Desde los tiempos de Día de la independencia (1996), Roland Emmerich se empeña con la ayuda de la más poderosa maquinaria tecnológica de Hollywood en mostrarnos que hay mil y una maneras de destruir el mundo desde la pantalla. Hay que reconocerle al director alemán una perseverancia a toda prueba en este terreno. Tan convencido está de su lugar como máximo exponente del apocalipsis de nuestro planeta que hizo de Moonfall, según propia confesión, su proyecto más personal y soñado.
Tanto, que decidió salir a buscar por las suyas los recursos para financiarlo. La considerable suma que logró acopiar (140 millones de dólares) le garantizó el control absoluto de esta producción. La decisión más saludable que tomó Emmerich fue sostener contra viento y marea el lanzamiento de la película en los cines. No tendría ningún sentido verla en cualquier otra pantalla de dimensiones reducidas.
El problema de Moonfall no pasa por su gigantesca escala y la espectacularidad que la envuelve. Emmerich quiere además que nos tomemos mucho más en serio esta historia (supuestamente la más “comprometida” con sus ideales) que sus cataclismos anteriores, divertimentos completamente inverosímiles que se disfrutaban como tales y que además contaban con un costado humano nada desdeñable en medio de la destrucción generalizada.
Moonfall cuenta cómo nuestro planeta queda expuesto a una hecatombe casi inmediata después de que ciertas fuerzas extrañas alteran la órbita lunar y transforman a nuestro único satélite en un arma letal y devastadora. Un astronauta caído en desgracia por haberse anticipado en su momento a esta realidad, su excompañera transformada en responsable máxima de la NASA y las disfuncionales familias de ambos, más un extravagante cultor de teorías conspirativas protagonizarán la aventura de salvar al planeta (y de salvarse ellos mismos) a través de la suma de todos los lugares comunes del género y de las películas anteriores de Emmerich.

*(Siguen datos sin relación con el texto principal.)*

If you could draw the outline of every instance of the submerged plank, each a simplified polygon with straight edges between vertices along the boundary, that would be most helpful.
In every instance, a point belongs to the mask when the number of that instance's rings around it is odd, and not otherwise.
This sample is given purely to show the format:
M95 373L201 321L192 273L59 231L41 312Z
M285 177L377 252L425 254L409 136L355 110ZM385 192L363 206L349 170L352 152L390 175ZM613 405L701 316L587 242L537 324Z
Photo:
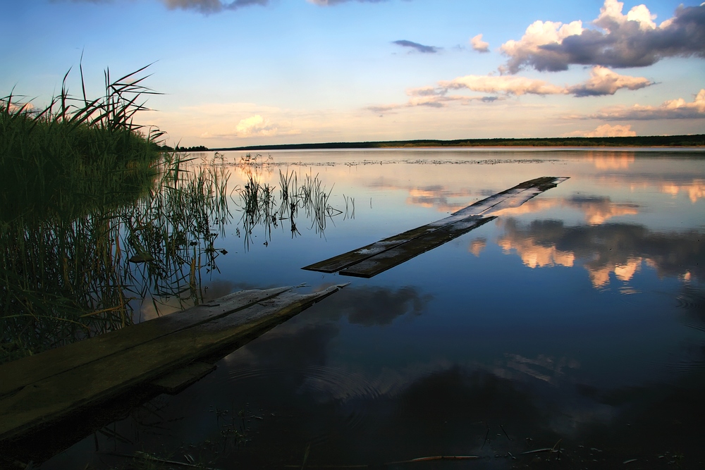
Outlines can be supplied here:
M164 393L176 395L214 370L216 366L214 364L197 361L152 381L149 385Z
M467 233L494 218L496 217L494 216L489 217L472 216L467 219L458 221L455 223L441 227L437 230L367 258L341 270L340 273L343 276L352 276L358 278L372 278L407 261L422 253L450 242L453 238L460 237L461 235Z
M491 211L499 209L521 205L534 196L551 187L555 187L556 185L565 179L567 178L564 177L542 176L524 181L508 190L477 201L444 218L385 238L362 248L357 248L322 261L309 264L302 269L323 273L336 273L345 270L345 274L355 276L352 273L355 271L348 268L350 266L372 256L379 256L381 253L395 249L403 244L420 237L424 237L440 228L460 222L473 216L489 215ZM343 273L341 271L341 273Z
M117 397L200 358L239 347L342 287L308 295L284 292L32 383L0 400L0 440Z
M0 365L0 397L26 385L213 319L246 309L293 287L241 290L217 300Z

Lo que queda de ellas es la reiteración del muestrario de la destrucción del planeta a través de efectos digitales igualitos a los que veíamos en 2012, sobreexplicaciones con supuesta lógica científica (con el foco puesto en la inteligencia artificial) para subrayar todo lo que no puede decirse con imágenes, y la exposición en un forzado y obvio montaje paralelo de lo que ocurre en el espacio exterior y la imposible lucha por la supervivencia de un pequeño grupo humano en la superficie nevada de Aspen, todo armado a las apuradas. Cosas muy parecidas ocurrían en las películas previas de Emmerich, pero con un poco más de coherencia y emoción. Como se ve, no falta nada. Tampoco los militares opuestos a cualquier solución racional y el oscuro científico que se arrepiente de sus pecados y omisiones.

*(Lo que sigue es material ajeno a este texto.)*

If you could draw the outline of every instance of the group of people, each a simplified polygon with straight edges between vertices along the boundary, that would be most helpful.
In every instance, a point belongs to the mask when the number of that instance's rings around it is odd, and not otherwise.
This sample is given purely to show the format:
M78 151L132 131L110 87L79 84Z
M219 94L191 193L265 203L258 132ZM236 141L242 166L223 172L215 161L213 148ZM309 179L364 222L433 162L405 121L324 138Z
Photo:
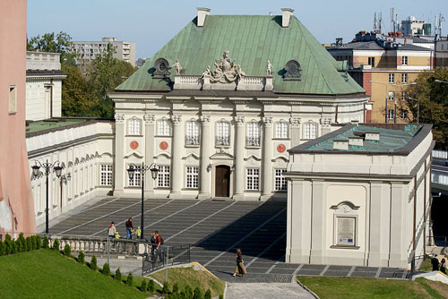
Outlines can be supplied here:
M446 261L444 258L439 262L437 254L435 254L431 259L431 265L433 265L433 271L441 271L442 273L446 274Z
M129 218L126 221L126 239L132 239L133 238L133 234L135 234L135 237L137 239L140 239L142 236L142 230L140 229L140 226L137 226L137 229L134 229L134 225L133 225L133 218ZM120 235L118 234L118 231L116 230L116 226L115 226L114 221L112 221L109 225L108 230L108 235L109 238L120 238Z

Halle Berry, Patrick Wilson y John Bradley (el inolvidable Sam Tarly de Game of Thrones) transpiran un poco y cumplen a reglamento con los gestos de angustia y las caras de asombro. Todo está aquí demasiado calculado, hasta el agradecimiento explícito a China por su aporte económico a través de un personaje valeroso y un par de elogiosas frases institucionales.